Breaking News

[CRITIQUE] : Le retour du projectionniste


Réalisateur : Orkhan Aghazadeh
Acteurs : -
Distributeur : Survivance
Budget : -
Genre : Documentaire.
Nationalité : Français, Allemand.
Durée : 1h20min

Synopsis :
Dans une région reculée des montagnes du Caucase, en Azerbaïdjan, Samid, réparateur de télévision, dépoussière son vieux projecteur 35mm de l’ère soviétique et rêve de rouvrir le cinéma de son village. Les obstacles se succèdent jusqu’à ce qu’il trouve un allié inattendu, Ayaz, jeune passionné de cinéma et de ses techniques.

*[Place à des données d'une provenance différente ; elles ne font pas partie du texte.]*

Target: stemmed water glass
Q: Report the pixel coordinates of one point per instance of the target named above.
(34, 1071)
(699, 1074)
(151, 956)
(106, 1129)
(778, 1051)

Les deux cinéphiles vont user de tous les stratagèmes pour que la lumière jaillisse de nouveau sur l’écran.





Et si la plus belle et authentique déclaration d'amour faite au septième art, au coeur de la déjà très riche année ciné 2026, nous venait tout simplement d'un petit village du nord de l'Azerbaïdjan, à la frontière de l'Iran ?

Alors certes, si l'on a assez souvent tendance à jouer mignon avec la carte d'une exagération qui ne connaît - absolument pas - les nuances de la modération (nous n'en sommes qu'à la troisième salve de sorties du mois de janvier, calmons-nous un brin), la question mérite néanmoins d'être posée à la vision du magnifique documentaire du wannabe cinéaste Orkhan Aghazadeh - son premier effort, pour ne rien gâcher à la fête -, Le Retour du projectionniste, qui célèbre la notion la plus élémentaire du cinéma : le partage d'une expérience collective, d'une oeuvre, à travers l'action de projeter des images à une poignée de spectateurs qui ne demande qu'à quitter, même pour une poignée de minutes, la monotonie affligeante du quotidien.

C'est la mission essentielle, vitale mais particulièrement semée d'embûches, dans laquelle se lance Samid et son jeune protégé Ayaz (un cinéaste en herbe), un projectionniste qui souhaite faire revivre son métier des cendres de l'oubli, en remettant en marche tout aussi bien son vieux projecteur (un modèle datant de l'époque soviétique, mais aussi la construction d'un cadre en bois pour l'écran, avec une toile cousue par les femmes de son village) qu'une nostalgie populaire d'une époque révolue où, même si la connexion avec le monde extérieur était des plus fragiles, la vie rurale rythmée par les saisons avait encore le droit de s'évader par le prisme du septième art.

Effort incroyablement subtil et contemplatif sur l'espoir comme l'attente, toute aussi angoissée que pleine de promesses, qui célèbre de manière romantique la magie du cinéma au plus près de l'un de ses passeurs, une figure hantée et endeuillée (et qui trouve en son assistant, un fils de substitution à qui transmettre sa passion retrouvée et intense pour le cinéma, qui lui a permis de panser en partie ses plaies) qui n'a de cesse de transgresser les limites de sa condition comme de celle de son village, pour ramener le septième art et son insouciance, là où il était censé ne plus avoir sa place.

Et même si la projection s'avèrera chaotique et affûtera plus que de raison son sens de l'improvisation, le bonhomme atteindra modestement son but : la magie fera son office dans sa salle improvisée tout autant qu'à l'écran, pour le spectateur.
Flirtant continuellement avec la frontière du docu-fiction, Le Retour du projectionniste est un petit bijou d'humanité qui célèbre le pouvoir incandescent d'un (septième) art comme lien social et intergénérationnel aussi évident qu'important, qui se doit d'être chèrement protégé et transmit.
Décemment, la séance immanquable de la semaine voire même, comme dit plus haut, peut-être l'une (déjà) des plus belles de l'année.